Nonna Teresa Ciprian spegne cento candeline all’ospedale Magalini

L'anziana di Valeggio sul Mincio celebra il secolo di vita nel reparto di Chirurgia dell'ospedale scaligero

Nonna Teresa Ciprian spegne cento candeline all’ospedale Magalini

Il reparto di Chirurgia Generale dell’ospedale Magalini di Villafranca ha ospitato oggi 31 marzo 2026 una celebrazione particolare per il centesimo compleanno di Teresa Ciprian.

La paziente, originaria di Valeggio sul Mincio, ha tagliato il traguardo del secolo di vita circondata dai familiari e dal personale sanitario della struttura veronese.

Il ricovero e l’intervento chirurgico

La centenaria si trova attualmente presso l’Unità Operativa Complessa diretta dal Dott. Luca Bortolasi. Il ricovero si è reso necessario lo scorso 9 marzo 2026, data in cui l’anziana è stata sottoposta a un intervento chirurgico.

Foto di gruppo con l’equipe

Il decorso post-operatorio ha coinciso con la ricorrenza anagrafica, trasformando la corsia ospedaliera nel teatro dei festeggiamenti per una delle abitanti più longeve del territorio.

Nata nel 1926, la festeggiata vanta una discendenza con due figli, quattro nipoti e otto pronipoti. Secondo quanto riferito dalla diretta interessata, la chiave per raggiungere tale età risiederebbe nel rapporto con la nutrizione: un approccio basato sulla moderazione, dove il cibo deve essere assaggiato più che mangiato. La lucidità e la tempra del soggetto hanno colpito gli operatori del nosocomio di Villafranca.

Il ringraziamento dei parenti

I figli della degente, Sofia e Francesco, hanno voluto esprimere la propria gratitudine per il trattamento ricevuto all’interno della struttura dell’ULSS 9 Scaligera.

“Ringraziamo tutto il personale del reparto per la gentilezza e l’attenzione con cui si sono presi cura di nostra madre”

Hanno dichiarato i familiari durante il brindisi simbolico avvenuto in reparto.

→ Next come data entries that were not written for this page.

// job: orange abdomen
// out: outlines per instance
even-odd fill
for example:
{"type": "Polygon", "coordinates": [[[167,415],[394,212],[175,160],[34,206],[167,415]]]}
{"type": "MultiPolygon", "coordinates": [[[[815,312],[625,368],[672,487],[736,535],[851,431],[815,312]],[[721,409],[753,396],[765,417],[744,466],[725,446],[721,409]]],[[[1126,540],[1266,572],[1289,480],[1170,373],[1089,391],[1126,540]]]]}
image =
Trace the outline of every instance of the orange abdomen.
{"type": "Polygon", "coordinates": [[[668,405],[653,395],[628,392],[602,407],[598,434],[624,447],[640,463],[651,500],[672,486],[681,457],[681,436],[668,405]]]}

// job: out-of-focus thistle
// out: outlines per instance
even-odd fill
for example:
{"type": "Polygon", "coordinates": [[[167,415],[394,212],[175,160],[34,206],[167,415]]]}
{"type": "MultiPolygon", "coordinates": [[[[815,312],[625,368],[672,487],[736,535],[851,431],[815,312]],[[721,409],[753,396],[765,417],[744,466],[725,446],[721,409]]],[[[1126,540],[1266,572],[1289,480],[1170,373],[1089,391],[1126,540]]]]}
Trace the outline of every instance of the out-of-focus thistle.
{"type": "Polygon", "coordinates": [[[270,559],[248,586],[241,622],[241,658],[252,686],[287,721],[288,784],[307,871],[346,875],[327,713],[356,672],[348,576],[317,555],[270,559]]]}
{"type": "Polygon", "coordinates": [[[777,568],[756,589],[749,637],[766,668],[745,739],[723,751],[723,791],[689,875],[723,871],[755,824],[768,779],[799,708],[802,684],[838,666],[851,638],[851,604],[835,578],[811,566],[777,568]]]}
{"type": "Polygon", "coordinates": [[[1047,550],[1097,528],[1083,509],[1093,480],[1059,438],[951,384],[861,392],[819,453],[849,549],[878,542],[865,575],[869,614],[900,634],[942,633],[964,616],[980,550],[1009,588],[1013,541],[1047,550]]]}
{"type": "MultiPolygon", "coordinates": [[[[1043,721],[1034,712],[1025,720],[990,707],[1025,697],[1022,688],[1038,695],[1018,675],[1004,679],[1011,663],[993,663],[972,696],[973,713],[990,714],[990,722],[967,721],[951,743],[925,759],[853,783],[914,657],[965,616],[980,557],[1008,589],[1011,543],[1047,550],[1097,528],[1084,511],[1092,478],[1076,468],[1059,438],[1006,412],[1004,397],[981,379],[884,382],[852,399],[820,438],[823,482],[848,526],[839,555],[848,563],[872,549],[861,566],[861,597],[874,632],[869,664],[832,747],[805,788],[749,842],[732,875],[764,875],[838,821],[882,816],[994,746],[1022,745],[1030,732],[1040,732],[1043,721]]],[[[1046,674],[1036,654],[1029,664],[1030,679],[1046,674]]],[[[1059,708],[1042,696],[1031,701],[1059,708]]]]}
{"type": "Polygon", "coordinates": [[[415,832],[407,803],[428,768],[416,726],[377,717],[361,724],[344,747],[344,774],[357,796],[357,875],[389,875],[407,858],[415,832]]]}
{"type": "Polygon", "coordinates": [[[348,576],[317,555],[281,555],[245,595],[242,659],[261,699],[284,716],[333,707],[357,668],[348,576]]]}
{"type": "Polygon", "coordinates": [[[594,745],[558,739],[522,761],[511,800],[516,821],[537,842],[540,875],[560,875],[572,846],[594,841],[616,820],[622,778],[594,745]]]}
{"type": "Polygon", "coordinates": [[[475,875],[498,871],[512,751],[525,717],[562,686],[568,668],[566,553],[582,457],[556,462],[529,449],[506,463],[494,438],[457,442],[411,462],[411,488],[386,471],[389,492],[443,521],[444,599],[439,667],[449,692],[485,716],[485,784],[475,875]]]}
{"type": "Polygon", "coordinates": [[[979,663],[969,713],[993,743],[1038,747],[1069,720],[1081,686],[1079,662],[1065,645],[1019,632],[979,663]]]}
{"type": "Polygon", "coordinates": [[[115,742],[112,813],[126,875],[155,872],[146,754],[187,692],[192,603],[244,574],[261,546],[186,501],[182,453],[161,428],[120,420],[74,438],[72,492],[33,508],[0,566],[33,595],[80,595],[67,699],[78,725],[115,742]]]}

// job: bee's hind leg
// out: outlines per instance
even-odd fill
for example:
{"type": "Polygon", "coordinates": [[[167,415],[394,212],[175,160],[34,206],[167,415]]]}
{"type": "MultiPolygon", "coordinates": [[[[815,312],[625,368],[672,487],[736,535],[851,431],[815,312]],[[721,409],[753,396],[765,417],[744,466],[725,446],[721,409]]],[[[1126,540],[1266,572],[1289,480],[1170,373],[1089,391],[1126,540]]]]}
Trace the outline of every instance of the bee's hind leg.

L’intera direzione dell’ULSS 9 e l’equipe medica del Magalini si sono unite ai festeggiamenti, formulando gli auguri per una serena continuazione del percorso di vita e di guarigione. L’evento sottolinea l’efficienza delle cure dedicate alla terza età e la capacità del presidio ospedaliero di gestire casi complessi su soggetti centenari.